The nationalist party, which backed President Recep Tayyip Erdoğan for the presidential race, achieved an estimated 49 seats in the new 600-member parliament, according to results that still require the election board’s approval.
In the latest parliamentary elections in November 2015, the nationalist party only got 40 out of 550 seats, which later went down to 35, mainly due to intra-party problems.
MHP leader Devlet Bahçeli was the first political leader to suggest rescheduling the elections to a year-and-a-half before its original date on April 18. After parliament approved a bill on April 20, Bahçeli and Erdoğan declared they would enter both elections with the “People’s Alliance,” officially launched on May 1.

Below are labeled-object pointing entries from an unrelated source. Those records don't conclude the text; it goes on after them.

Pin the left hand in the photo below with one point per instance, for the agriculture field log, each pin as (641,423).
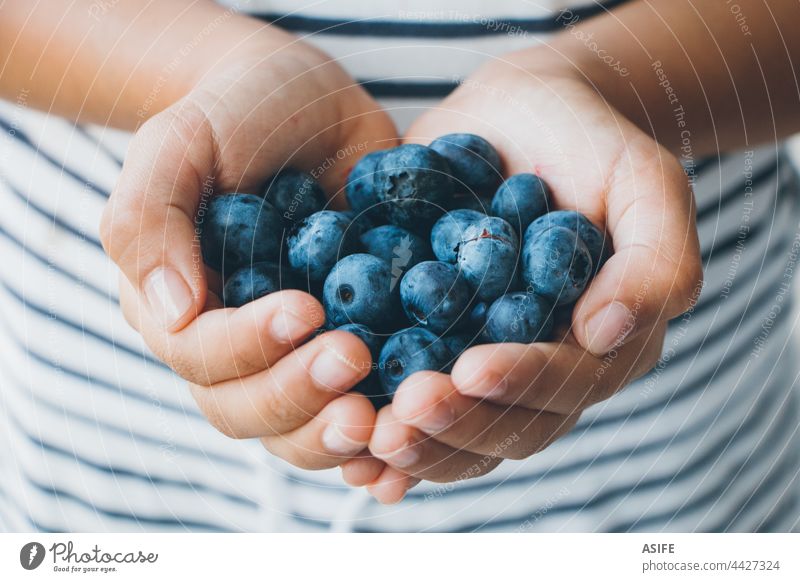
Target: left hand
(509,401)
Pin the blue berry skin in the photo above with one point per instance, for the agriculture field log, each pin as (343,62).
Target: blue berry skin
(458,344)
(372,340)
(488,258)
(239,230)
(295,195)
(435,296)
(520,200)
(361,222)
(519,317)
(474,162)
(408,351)
(477,316)
(414,183)
(359,289)
(255,281)
(555,263)
(482,204)
(318,242)
(371,385)
(397,246)
(594,239)
(448,232)
(360,187)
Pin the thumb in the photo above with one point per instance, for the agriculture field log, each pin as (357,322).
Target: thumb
(148,226)
(656,271)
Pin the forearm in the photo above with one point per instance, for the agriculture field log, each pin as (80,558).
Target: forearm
(118,63)
(719,75)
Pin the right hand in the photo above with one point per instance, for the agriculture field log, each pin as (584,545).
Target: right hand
(233,130)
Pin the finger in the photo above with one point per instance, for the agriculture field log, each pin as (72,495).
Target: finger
(339,432)
(410,450)
(148,226)
(655,272)
(291,392)
(430,402)
(391,486)
(362,469)
(222,344)
(556,377)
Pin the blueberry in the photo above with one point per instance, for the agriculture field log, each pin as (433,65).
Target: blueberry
(458,343)
(360,188)
(555,263)
(594,239)
(448,232)
(414,183)
(519,317)
(371,385)
(255,281)
(477,316)
(239,230)
(474,162)
(397,246)
(482,204)
(318,242)
(372,340)
(294,194)
(434,295)
(408,351)
(359,290)
(520,200)
(488,257)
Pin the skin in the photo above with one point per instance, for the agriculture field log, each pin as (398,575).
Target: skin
(249,97)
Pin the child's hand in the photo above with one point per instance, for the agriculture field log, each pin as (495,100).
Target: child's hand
(512,400)
(232,132)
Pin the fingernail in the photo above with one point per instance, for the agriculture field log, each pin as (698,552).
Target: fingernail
(338,443)
(608,327)
(407,456)
(168,295)
(288,327)
(333,371)
(490,386)
(436,419)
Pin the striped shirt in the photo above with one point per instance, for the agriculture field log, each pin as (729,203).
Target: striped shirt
(103,437)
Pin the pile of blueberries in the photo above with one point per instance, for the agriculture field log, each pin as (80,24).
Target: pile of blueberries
(437,253)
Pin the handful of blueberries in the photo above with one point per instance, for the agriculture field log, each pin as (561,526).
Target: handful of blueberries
(436,254)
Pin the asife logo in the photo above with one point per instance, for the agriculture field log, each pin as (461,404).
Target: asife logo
(31,555)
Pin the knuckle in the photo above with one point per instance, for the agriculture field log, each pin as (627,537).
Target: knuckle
(212,410)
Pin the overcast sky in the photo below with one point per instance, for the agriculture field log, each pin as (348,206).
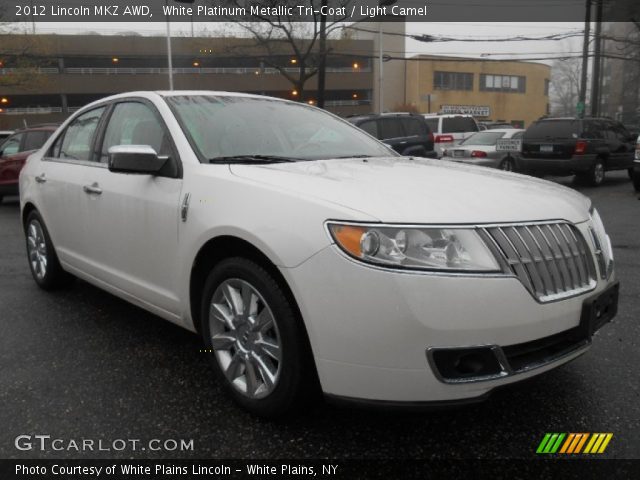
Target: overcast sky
(520,49)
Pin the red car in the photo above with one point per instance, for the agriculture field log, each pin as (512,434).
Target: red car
(14,152)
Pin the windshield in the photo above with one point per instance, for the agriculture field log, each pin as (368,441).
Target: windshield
(483,138)
(223,127)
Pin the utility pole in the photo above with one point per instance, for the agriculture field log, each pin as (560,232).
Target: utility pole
(322,64)
(597,60)
(580,108)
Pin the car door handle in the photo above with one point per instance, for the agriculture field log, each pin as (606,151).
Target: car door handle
(93,189)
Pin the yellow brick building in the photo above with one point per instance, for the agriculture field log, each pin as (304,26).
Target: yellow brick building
(493,90)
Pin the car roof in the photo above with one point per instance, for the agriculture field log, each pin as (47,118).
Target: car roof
(154,94)
(49,127)
(437,115)
(369,116)
(503,130)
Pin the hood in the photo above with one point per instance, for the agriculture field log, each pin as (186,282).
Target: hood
(405,190)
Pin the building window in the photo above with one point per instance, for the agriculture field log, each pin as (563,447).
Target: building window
(452,81)
(503,83)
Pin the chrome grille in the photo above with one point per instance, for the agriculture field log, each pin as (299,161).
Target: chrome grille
(552,260)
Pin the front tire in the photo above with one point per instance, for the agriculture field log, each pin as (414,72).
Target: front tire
(43,261)
(259,347)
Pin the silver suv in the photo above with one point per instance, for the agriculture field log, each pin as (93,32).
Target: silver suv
(450,129)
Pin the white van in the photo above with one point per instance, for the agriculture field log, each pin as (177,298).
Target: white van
(449,129)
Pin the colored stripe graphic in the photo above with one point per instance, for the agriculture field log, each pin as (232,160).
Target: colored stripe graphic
(573,443)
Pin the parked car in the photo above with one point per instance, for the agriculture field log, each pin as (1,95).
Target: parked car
(306,253)
(586,147)
(636,166)
(494,125)
(14,151)
(407,134)
(480,149)
(450,129)
(4,134)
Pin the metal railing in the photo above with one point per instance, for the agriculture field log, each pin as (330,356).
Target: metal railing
(197,70)
(43,70)
(31,110)
(346,103)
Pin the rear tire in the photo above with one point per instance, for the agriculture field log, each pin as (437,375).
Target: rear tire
(596,175)
(636,181)
(259,347)
(508,165)
(43,260)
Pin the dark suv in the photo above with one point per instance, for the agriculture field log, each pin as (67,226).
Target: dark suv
(14,151)
(407,134)
(586,147)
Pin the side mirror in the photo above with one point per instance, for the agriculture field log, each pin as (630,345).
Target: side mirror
(141,159)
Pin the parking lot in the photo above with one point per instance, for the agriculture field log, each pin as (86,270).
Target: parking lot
(81,363)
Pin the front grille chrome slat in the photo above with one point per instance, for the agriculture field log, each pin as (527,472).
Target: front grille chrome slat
(552,260)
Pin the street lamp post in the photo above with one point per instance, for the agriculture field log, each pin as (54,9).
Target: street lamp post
(169,56)
(382,3)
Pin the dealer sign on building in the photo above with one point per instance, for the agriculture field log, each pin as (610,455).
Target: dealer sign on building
(475,110)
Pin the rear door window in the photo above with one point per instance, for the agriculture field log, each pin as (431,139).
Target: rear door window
(134,123)
(78,139)
(12,145)
(553,129)
(35,139)
(371,127)
(458,125)
(413,127)
(391,128)
(433,124)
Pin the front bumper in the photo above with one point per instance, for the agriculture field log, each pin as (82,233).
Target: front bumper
(371,329)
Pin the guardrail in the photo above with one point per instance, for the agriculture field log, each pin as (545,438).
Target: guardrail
(43,70)
(31,110)
(197,70)
(346,103)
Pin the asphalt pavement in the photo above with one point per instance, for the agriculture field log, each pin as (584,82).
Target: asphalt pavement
(81,363)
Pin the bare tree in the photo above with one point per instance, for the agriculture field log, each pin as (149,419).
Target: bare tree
(19,56)
(565,86)
(273,37)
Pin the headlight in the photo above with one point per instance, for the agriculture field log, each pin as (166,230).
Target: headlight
(446,249)
(602,244)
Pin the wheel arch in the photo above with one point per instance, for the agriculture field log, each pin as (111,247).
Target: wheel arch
(26,210)
(217,249)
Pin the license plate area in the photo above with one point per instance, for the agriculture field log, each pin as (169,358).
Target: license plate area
(599,310)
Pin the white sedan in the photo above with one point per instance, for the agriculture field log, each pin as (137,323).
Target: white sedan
(309,256)
(484,149)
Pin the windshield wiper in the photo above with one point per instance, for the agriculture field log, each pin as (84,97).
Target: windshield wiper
(254,159)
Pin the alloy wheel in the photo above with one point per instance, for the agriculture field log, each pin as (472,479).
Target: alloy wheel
(245,338)
(37,249)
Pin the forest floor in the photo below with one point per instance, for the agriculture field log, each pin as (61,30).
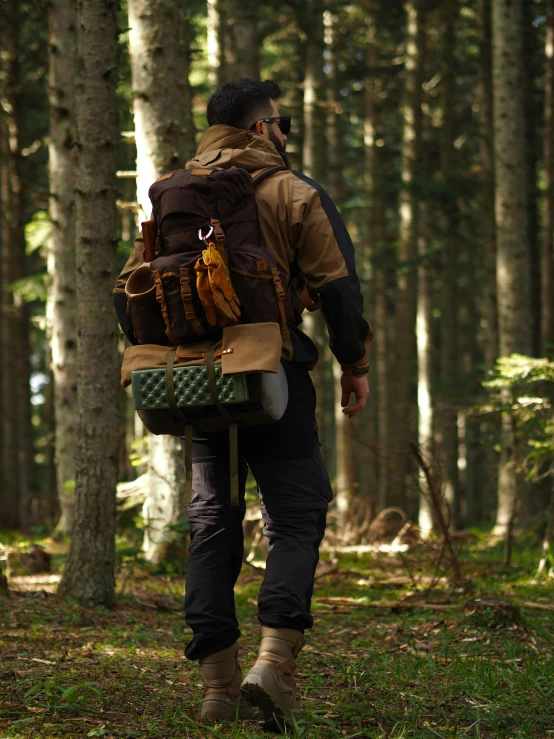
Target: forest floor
(387,657)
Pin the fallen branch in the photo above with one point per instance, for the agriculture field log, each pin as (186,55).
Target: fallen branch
(436,502)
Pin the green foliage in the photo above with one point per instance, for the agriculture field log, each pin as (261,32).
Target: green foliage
(54,697)
(524,387)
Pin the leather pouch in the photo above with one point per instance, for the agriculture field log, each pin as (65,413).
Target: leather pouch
(251,347)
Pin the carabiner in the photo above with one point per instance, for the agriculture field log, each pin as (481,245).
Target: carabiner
(207,236)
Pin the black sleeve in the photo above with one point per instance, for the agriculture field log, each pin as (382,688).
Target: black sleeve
(341,299)
(341,306)
(120,302)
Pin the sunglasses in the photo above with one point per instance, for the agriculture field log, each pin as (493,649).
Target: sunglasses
(283,121)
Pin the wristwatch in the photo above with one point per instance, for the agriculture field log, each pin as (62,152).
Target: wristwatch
(357,371)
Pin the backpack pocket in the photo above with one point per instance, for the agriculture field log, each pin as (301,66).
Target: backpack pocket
(260,287)
(177,295)
(148,323)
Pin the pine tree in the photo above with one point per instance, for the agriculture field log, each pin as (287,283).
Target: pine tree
(159,42)
(89,573)
(513,272)
(61,307)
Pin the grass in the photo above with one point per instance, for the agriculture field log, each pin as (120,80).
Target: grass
(396,670)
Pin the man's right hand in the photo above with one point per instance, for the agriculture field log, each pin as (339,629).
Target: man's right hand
(357,386)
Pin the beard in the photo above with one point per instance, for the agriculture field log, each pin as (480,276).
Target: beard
(280,148)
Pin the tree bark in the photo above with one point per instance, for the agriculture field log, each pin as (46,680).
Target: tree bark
(61,309)
(164,134)
(547,256)
(234,40)
(89,573)
(159,45)
(406,299)
(19,507)
(486,133)
(425,361)
(379,403)
(511,222)
(313,149)
(450,349)
(345,461)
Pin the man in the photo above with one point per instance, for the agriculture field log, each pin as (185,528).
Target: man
(299,222)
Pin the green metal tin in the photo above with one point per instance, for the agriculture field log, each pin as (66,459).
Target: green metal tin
(191,388)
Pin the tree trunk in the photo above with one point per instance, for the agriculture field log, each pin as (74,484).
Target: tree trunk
(164,134)
(61,309)
(234,39)
(532,69)
(313,150)
(425,352)
(164,507)
(547,257)
(19,507)
(450,348)
(379,401)
(89,573)
(511,222)
(345,461)
(406,300)
(159,45)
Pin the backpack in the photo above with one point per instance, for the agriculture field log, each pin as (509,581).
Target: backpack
(192,209)
(204,233)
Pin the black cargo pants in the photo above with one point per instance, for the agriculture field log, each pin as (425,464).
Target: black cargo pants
(294,491)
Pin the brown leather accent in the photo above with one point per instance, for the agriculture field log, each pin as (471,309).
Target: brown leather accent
(160,297)
(219,239)
(149,238)
(251,274)
(251,347)
(281,295)
(307,301)
(186,295)
(218,231)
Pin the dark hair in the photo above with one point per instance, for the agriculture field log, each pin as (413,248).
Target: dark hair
(238,103)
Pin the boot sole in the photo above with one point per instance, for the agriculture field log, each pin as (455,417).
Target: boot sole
(219,712)
(257,695)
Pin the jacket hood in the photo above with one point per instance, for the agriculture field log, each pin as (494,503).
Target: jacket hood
(224,146)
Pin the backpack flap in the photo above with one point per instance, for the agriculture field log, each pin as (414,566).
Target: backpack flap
(251,347)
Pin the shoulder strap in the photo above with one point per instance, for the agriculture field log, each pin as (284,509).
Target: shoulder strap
(260,175)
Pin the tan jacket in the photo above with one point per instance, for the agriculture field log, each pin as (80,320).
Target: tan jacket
(299,222)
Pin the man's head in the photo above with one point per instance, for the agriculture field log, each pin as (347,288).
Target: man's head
(245,103)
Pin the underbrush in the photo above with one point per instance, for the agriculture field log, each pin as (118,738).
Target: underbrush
(388,657)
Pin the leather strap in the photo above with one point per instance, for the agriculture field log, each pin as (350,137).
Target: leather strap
(177,416)
(280,292)
(160,297)
(188,464)
(219,236)
(186,295)
(259,175)
(170,385)
(212,383)
(234,463)
(233,430)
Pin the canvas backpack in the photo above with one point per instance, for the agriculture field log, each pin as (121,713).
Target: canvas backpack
(190,209)
(196,212)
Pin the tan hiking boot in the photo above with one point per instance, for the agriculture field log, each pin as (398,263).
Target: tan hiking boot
(222,678)
(270,683)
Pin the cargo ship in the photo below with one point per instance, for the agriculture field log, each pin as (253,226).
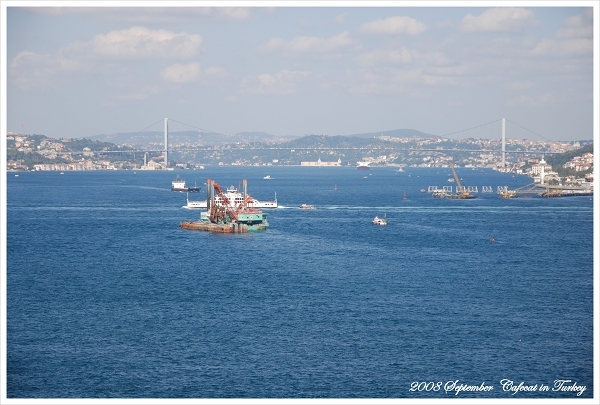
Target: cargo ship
(227,217)
(179,185)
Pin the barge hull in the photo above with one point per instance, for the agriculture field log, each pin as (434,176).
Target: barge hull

Contrary to many analysts who said the move would help the party bypass the 10 percent electoral threshold, the MHP secured its position and is now likely to be a key player in helping the AKP maintain a parliamentary majority.
Despite his open support to Erdoğan, Bahçeli recently engaged in an exchange of words with AKP officials, saying only two days before elections that “everything would be over” with the People’s Alliance if the government repeats its “past mistakes.”
“We already said that we would support Mr. Recep Tayyip Erdoğan in the presidential elections. As a result, he would be the head of the executive branch. [But] we want a strong MHP in parliament. Erdoğan can form the government as he wants, this is his business. If they repeat the mistakes done by [former Prime Minister] Ahmet Davutoğlu, everything will be over,” Bahçeli said during a live interview on private broadcasters Habertürk and Show TV late June 22.
Bahçeli on June 22 also criticized Erdoğan for using the word “coalition” while discussing possible scenarios for the aftermath of the June 24 elections.
Meral Akşener, the founder and head of the İYİ (Good) Party, apparently failed to lure votes from her former party MHP.
After unsuccessfully racing for MHP leadership, Akşener quit the party in 2016 and announced the establishment of İYİ Party on Oct. 25, 2017.
The party slightly surpassed 10 percent, gaining 46 seats in parliament in the June 24 elections. But Akşener, who also ran as a presidential candidate, slightly passed 7 percent of the votes.
Akşener herself will not be in parliament next term because presidential candidates cannot run for lawmaker seats, according to recent constitutional changes.